OCaml ByteCode Structure and Interpreter
Design And Approach
Source code distribution and installation
References
Summary
Because of the features mentioned above, Caml is often used to implement complex systems such as theorem provers or compilers. The COQ theorem prover is written in Caml. Ensemble(now Horus group), a toolkit for building distributed applications developed at Cornell University is written in Objective Caml. The web browser MMM is also written in Caml.
The objective of the Master of Engineering project
is to enhance the capability of OCaml interpreter. Two goals are
set. The first goal is to make the original interpreter more powerful.

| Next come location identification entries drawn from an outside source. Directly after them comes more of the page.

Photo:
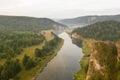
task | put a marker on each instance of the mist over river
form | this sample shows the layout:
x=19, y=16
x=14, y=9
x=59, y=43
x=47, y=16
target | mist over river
x=65, y=64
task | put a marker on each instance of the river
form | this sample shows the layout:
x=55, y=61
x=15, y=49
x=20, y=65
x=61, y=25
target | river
x=65, y=64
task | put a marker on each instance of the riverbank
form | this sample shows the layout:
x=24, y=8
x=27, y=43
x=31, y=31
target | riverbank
x=34, y=72
x=30, y=51
x=48, y=58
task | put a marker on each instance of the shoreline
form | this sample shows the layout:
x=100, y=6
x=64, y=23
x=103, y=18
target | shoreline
x=52, y=56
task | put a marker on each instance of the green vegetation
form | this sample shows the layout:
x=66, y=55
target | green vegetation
x=87, y=20
x=27, y=23
x=26, y=61
x=81, y=75
x=9, y=69
x=13, y=42
x=107, y=30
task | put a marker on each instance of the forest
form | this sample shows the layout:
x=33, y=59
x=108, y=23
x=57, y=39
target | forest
x=106, y=30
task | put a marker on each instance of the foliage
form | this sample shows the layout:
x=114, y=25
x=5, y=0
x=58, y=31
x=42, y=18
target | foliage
x=48, y=47
x=28, y=62
x=13, y=42
x=26, y=23
x=9, y=69
x=107, y=30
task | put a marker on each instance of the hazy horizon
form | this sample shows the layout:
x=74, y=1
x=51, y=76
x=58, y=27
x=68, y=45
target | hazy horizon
x=59, y=9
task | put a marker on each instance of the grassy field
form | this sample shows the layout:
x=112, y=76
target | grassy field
x=32, y=73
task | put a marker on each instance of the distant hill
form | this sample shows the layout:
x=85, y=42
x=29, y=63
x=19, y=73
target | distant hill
x=106, y=30
x=28, y=23
x=86, y=20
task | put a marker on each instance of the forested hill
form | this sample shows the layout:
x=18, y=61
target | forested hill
x=28, y=23
x=106, y=30
x=86, y=20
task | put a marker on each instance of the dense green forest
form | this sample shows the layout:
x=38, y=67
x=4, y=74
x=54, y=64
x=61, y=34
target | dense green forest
x=17, y=33
x=12, y=42
x=27, y=23
x=106, y=30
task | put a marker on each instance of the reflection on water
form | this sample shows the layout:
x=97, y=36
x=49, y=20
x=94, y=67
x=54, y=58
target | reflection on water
x=65, y=64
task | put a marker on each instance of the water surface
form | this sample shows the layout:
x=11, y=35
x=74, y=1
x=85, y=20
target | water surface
x=65, y=64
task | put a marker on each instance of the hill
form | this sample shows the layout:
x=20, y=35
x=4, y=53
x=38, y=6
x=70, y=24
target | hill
x=21, y=23
x=86, y=20
x=106, y=30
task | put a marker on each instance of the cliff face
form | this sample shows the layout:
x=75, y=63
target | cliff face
x=103, y=60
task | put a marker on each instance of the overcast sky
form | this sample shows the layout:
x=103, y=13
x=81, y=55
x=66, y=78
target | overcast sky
x=59, y=8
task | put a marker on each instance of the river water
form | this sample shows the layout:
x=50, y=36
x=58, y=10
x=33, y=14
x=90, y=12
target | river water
x=65, y=64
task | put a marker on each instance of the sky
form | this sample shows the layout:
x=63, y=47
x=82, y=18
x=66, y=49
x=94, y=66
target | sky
x=59, y=9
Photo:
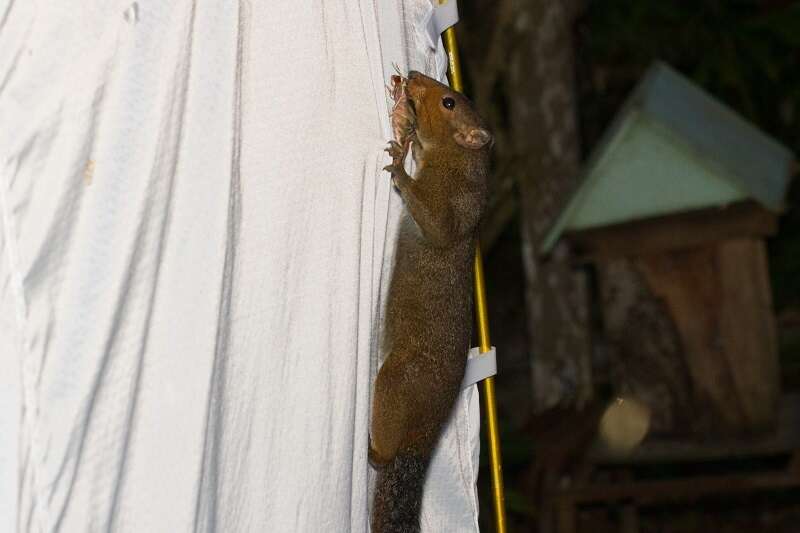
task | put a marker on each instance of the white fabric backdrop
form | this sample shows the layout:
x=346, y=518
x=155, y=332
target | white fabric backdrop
x=195, y=235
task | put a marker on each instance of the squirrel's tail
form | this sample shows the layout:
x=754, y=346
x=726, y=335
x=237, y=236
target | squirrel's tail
x=398, y=495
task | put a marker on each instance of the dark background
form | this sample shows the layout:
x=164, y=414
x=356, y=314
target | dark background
x=745, y=53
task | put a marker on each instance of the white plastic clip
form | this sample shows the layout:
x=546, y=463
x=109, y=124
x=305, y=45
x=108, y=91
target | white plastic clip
x=443, y=15
x=479, y=366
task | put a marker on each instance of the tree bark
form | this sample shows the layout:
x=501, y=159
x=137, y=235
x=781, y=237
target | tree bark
x=542, y=93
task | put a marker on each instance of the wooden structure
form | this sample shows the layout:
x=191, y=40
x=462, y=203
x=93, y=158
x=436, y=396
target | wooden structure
x=685, y=191
x=623, y=481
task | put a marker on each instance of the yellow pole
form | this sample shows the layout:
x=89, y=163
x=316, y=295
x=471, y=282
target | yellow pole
x=482, y=319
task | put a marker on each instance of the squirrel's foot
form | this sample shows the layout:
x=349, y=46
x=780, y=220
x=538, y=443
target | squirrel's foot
x=396, y=150
x=399, y=175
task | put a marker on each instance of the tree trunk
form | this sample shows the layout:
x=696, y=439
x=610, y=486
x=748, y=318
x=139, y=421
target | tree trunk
x=544, y=128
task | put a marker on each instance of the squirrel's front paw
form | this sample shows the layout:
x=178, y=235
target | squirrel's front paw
x=396, y=150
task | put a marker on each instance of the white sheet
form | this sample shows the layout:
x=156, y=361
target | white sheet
x=195, y=239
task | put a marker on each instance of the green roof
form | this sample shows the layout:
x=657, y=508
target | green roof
x=674, y=148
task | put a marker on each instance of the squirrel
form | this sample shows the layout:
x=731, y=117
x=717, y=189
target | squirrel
x=428, y=323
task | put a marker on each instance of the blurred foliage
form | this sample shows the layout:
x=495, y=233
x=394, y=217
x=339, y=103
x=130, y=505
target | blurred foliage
x=745, y=52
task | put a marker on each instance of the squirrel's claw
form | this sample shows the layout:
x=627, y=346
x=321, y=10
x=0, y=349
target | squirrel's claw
x=395, y=149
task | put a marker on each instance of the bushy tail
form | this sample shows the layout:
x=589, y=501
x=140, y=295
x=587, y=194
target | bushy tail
x=398, y=495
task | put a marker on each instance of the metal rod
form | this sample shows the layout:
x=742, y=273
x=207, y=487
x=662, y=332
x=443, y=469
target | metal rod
x=482, y=319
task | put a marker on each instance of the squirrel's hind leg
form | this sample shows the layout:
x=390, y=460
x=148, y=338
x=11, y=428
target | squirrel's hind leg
x=389, y=412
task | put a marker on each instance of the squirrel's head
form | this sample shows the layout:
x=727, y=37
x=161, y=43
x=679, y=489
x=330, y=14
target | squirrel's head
x=443, y=114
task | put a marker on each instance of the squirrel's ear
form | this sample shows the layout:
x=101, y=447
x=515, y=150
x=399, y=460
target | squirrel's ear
x=474, y=138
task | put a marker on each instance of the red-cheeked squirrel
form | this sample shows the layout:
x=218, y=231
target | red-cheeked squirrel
x=429, y=308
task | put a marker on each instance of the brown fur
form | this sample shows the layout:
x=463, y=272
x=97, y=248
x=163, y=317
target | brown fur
x=429, y=310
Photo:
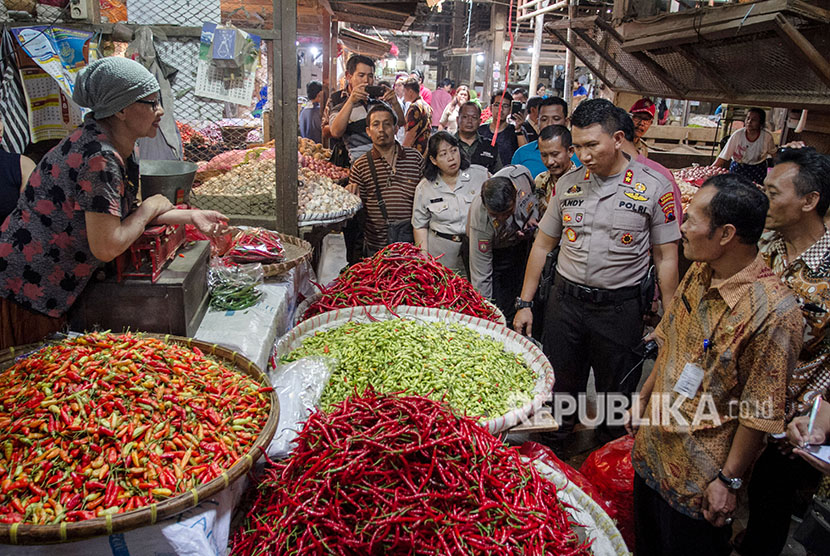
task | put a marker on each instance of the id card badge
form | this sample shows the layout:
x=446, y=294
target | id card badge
x=690, y=380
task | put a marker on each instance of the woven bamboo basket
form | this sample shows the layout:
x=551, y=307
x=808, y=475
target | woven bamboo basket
x=513, y=342
x=19, y=533
x=309, y=301
x=296, y=251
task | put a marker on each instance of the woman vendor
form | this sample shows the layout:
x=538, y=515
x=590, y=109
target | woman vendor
x=79, y=207
x=748, y=149
x=443, y=199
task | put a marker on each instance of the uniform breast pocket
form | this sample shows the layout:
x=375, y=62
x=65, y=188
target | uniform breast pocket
x=438, y=209
x=573, y=229
x=629, y=231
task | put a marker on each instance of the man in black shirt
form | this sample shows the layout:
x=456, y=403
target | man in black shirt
x=472, y=145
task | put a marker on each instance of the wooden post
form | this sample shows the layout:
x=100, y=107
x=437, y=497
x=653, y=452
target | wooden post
x=537, y=51
x=570, y=60
x=284, y=53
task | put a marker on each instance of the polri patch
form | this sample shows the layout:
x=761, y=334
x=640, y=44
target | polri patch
x=570, y=233
x=573, y=190
x=636, y=196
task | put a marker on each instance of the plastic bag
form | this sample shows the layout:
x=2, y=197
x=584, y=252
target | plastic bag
x=299, y=386
x=234, y=288
x=610, y=470
x=535, y=451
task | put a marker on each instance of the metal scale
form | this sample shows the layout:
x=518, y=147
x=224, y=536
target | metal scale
x=160, y=283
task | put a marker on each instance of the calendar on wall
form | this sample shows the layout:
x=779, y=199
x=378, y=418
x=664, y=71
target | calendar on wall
x=236, y=86
x=49, y=58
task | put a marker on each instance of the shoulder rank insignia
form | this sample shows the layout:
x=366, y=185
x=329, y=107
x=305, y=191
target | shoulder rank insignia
x=635, y=196
x=570, y=234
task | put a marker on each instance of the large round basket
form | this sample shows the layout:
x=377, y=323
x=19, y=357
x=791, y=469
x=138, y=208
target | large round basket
x=20, y=533
x=296, y=251
x=514, y=343
x=311, y=300
x=599, y=527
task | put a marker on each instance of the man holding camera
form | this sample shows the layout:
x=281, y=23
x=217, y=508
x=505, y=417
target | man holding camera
x=345, y=115
x=418, y=122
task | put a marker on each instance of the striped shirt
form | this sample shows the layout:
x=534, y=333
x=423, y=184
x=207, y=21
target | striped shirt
x=397, y=186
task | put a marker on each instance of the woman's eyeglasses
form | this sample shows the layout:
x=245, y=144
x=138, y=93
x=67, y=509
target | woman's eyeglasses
x=154, y=103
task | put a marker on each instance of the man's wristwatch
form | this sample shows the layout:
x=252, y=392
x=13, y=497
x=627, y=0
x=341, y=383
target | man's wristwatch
x=522, y=304
x=731, y=484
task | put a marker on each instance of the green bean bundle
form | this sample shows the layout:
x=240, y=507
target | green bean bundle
x=475, y=375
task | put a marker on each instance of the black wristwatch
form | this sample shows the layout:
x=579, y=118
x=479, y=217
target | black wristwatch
x=731, y=484
x=522, y=304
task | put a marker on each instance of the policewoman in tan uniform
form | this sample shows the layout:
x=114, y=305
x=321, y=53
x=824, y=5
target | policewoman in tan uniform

By adding multithreaded feature, ML interpreter can take in and execute
several compiled bytecodes simultaneously. Since threads (light-weight
process) per bytecode are used, this will improve the efficiency of the
memory and CPU usages. The second goal is to port the interpreter
down to kernel space of WindowsNT4.0 operating system. By converting
the interpreter into a device driver, multiple bytecodes can be injected
and executed inside the kernel space at the same time. Most applications
that are written in OCaml and their bytecodes need to be ported down to
kernel can utilize this driver such as Active
Bridge (Active Network) developed by University of Pennsylvania, Computer
and Information Science (CIS) Department.
This project is a part of degree requirements
for Master
of Engineering program ('97-'98). It was guided and supervised
by Dr. Werner Vogels at Cornell
University, Computer Science Department.
The original abstraction can be found at the MEng
project list.
The reason to split the design into two phases
was solely because of the efficiency in development. User space
debugging are much more user-friendly and, more importantly, less time
consuming because any bugs in the programs, such as an access to an illegal
memory address, does not crash the system or DBS (Death Blue Screen) which
requires the memory dump and the whole process of system recovery (rebooting).
Although we can not avoid the kernel space programming, the first phase
design can take away most bugs that might occurred and the implementation
can be used as a guideline for the second phase.
First Phase: User Space Development.
1) The interface to
the user.
The original interpreter (OCamlrun.exe) arguments
were only one bytecode and the bytecode arguments itself. The "main.c"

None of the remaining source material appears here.